Operationalizing Private Data in Public Safety Frameworks
Integrating private real-time weather systems into public safety operations requires more than technology; it demands planning, training, and governance.
Technical Integration: APIs must feed directly into emergency operations centers (EOCs), computer-aided dispatch (CAD) systems, and geographic information systems (GIS).
Policy Adaptation: Emergency Operations Plans (EOPs) and Standard Operating Procedures (SOPs) should codify thresholds for private data to trigger public warnings.
Training and Exercises: Regular drills involving private sector partners ensure seamless coordination during actual events.
Cost-Efficient Strategies for Resource-Constrained Jurisdictions
Many counties and municipalities lack the capital for large-scale infrastructure investments. However, private sector solutions offer subscription-based, modular deployments that are financially attainable. Leveraging federal and state grant funding, such as FEMA’s Building Resilient Infrastructure and Communities (BRIC) program, can facilitate initial setup, while shared service models reduce long-term costs.
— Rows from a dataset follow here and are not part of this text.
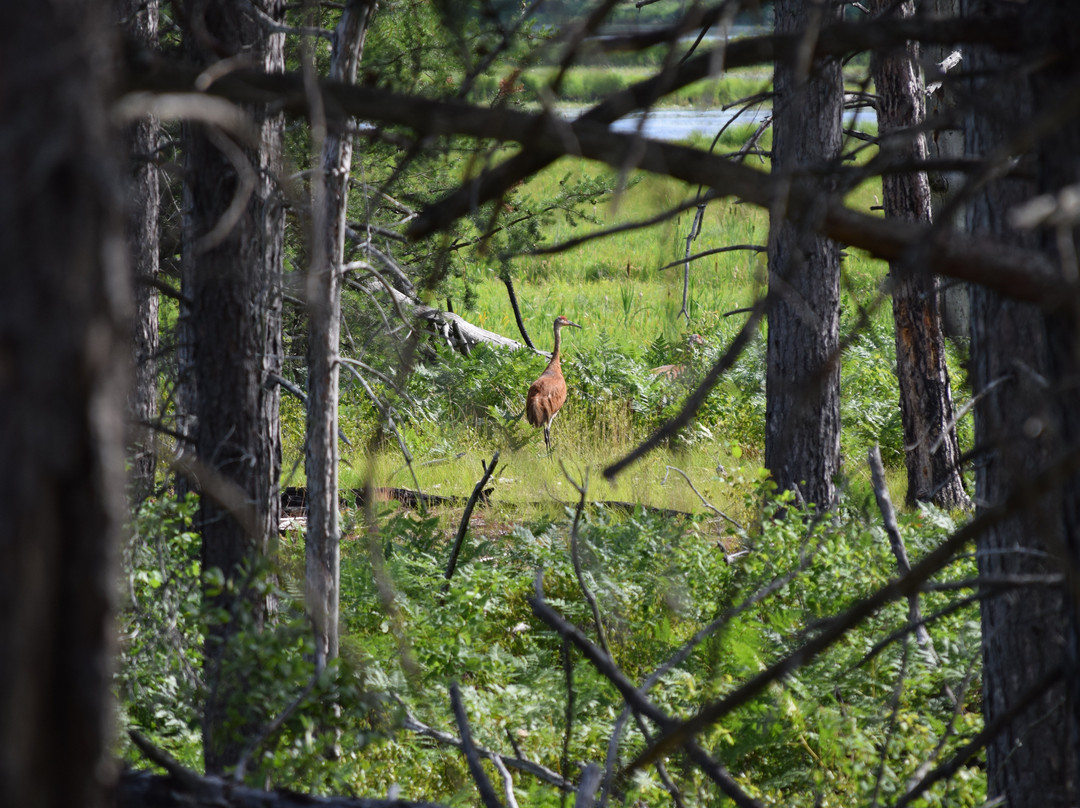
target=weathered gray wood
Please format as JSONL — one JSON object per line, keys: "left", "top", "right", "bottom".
{"left": 119, "top": 770, "right": 447, "bottom": 808}
{"left": 867, "top": 445, "right": 939, "bottom": 659}
{"left": 380, "top": 285, "right": 523, "bottom": 350}
{"left": 305, "top": 0, "right": 376, "bottom": 670}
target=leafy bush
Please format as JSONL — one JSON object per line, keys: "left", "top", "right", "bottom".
{"left": 841, "top": 316, "right": 905, "bottom": 465}
{"left": 117, "top": 494, "right": 204, "bottom": 767}
{"left": 318, "top": 481, "right": 983, "bottom": 806}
Public safety officials can further stretch resources by:
Utilizing existing infrastructure (e.g., telecom towers, utility poles) for sensor placement
Partnering with local universities for data analysis
Implementing geofenced alerting to reduce over-warning and alert fatigue
Lessons Learned and Best Practices From Texas and North Carolina’s experiences, several key insights emerge:
Redundancy is essential: Overreliance on a single source (e.g., NWS alerts) increases risk.
Localized alerts drive compliance: Hyper-targeted warnings are more actionable than county-wide messages.
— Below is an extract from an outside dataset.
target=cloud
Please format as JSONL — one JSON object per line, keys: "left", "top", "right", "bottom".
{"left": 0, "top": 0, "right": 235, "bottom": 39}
Data must translate into action: The existence of sensors is meaningless without protocols for response.
Conclusion
Real-time private weather data systems are not a luxury; they are a strategic imperative. By integrating these technologies into public safety frameworks, jurisdictions can detect threats earlier, alert more effectively, and ultimately save more lives. As climate-related disasters increase in frequency and severity, investing in real-time detection and response capabilities represents not only a best practice but a moral obligation.
Understanding that this just scratches the surface of the events and that there are ongoing operations still, we have to do what we can to make sure that we prevent further loss of life. A service that I have worked with that feels the same way is BAM Weather out of central Indiana. They have always been about protecting others from dangerous storms. These past events are no different. Everyone needs reliable weather information to be able to react promptly to better stay safe.
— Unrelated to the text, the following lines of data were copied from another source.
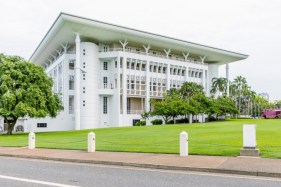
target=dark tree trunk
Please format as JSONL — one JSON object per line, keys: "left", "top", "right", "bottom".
{"left": 6, "top": 118, "right": 17, "bottom": 135}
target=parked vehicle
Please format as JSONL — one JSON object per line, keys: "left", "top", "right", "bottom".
{"left": 261, "top": 109, "right": 281, "bottom": 119}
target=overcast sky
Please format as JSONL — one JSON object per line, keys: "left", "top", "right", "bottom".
{"left": 0, "top": 0, "right": 280, "bottom": 101}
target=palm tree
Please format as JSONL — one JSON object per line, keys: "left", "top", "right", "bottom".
{"left": 210, "top": 77, "right": 228, "bottom": 96}
{"left": 232, "top": 76, "right": 248, "bottom": 116}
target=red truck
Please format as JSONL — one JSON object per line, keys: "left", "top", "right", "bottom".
{"left": 261, "top": 109, "right": 281, "bottom": 119}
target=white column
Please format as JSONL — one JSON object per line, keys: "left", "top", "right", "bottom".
{"left": 145, "top": 61, "right": 150, "bottom": 112}
{"left": 189, "top": 114, "right": 193, "bottom": 124}
{"left": 185, "top": 67, "right": 189, "bottom": 82}
{"left": 202, "top": 70, "right": 206, "bottom": 94}
{"left": 167, "top": 63, "right": 170, "bottom": 90}
{"left": 116, "top": 56, "right": 121, "bottom": 125}
{"left": 75, "top": 33, "right": 81, "bottom": 130}
{"left": 122, "top": 57, "right": 127, "bottom": 115}
{"left": 226, "top": 63, "right": 230, "bottom": 97}
{"left": 208, "top": 64, "right": 219, "bottom": 97}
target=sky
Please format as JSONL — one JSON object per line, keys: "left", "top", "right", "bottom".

We must take the lessons of these horrible events and the loss of life, and do what we can to prevent tragedies like these from happening in the future. Summit Response Group works with BAM Weather for not only our operations but to help governments, public safety agencies, and businesses work to keep their greatest assets safe and operations moving forward with the least impact to operations.
References Dong, S., Yu, T., Farahmand, H., & Mostafavi, A. (2020). A hybrid deep learning model for predictive flood warning using channel sensor data. arXiv preprint arXiv:2006.09201.
Hadi, M. I., Yakub, F., Fakhrurradzi, A., Hui, C. X., & Azizan, A. (2020). Designing early warning flood detection and monitoring system via IoT. IOP Conference Series: Earth and Environmental Science, 479(1), 012016.
Sung, W.-T., Devi, I. V., & Hsiao, S.-J. (2022). Early warning of impending flash flood based on AIoT. EURASIP Journal on Wireless Communications and Networking, 2022(1), 1-17.
Yuan, F., Fan, C., Farahmand, H., Coleman, N., Esmalian, A., Lee, C.-C., & Mostafavi, A. (2021). Smart flood resilience: Harnessing community-scale big data for predictive flood risk monitoring, rapid impact assessment, and situational awareness. arXiv preprint arXiv:2111.06461.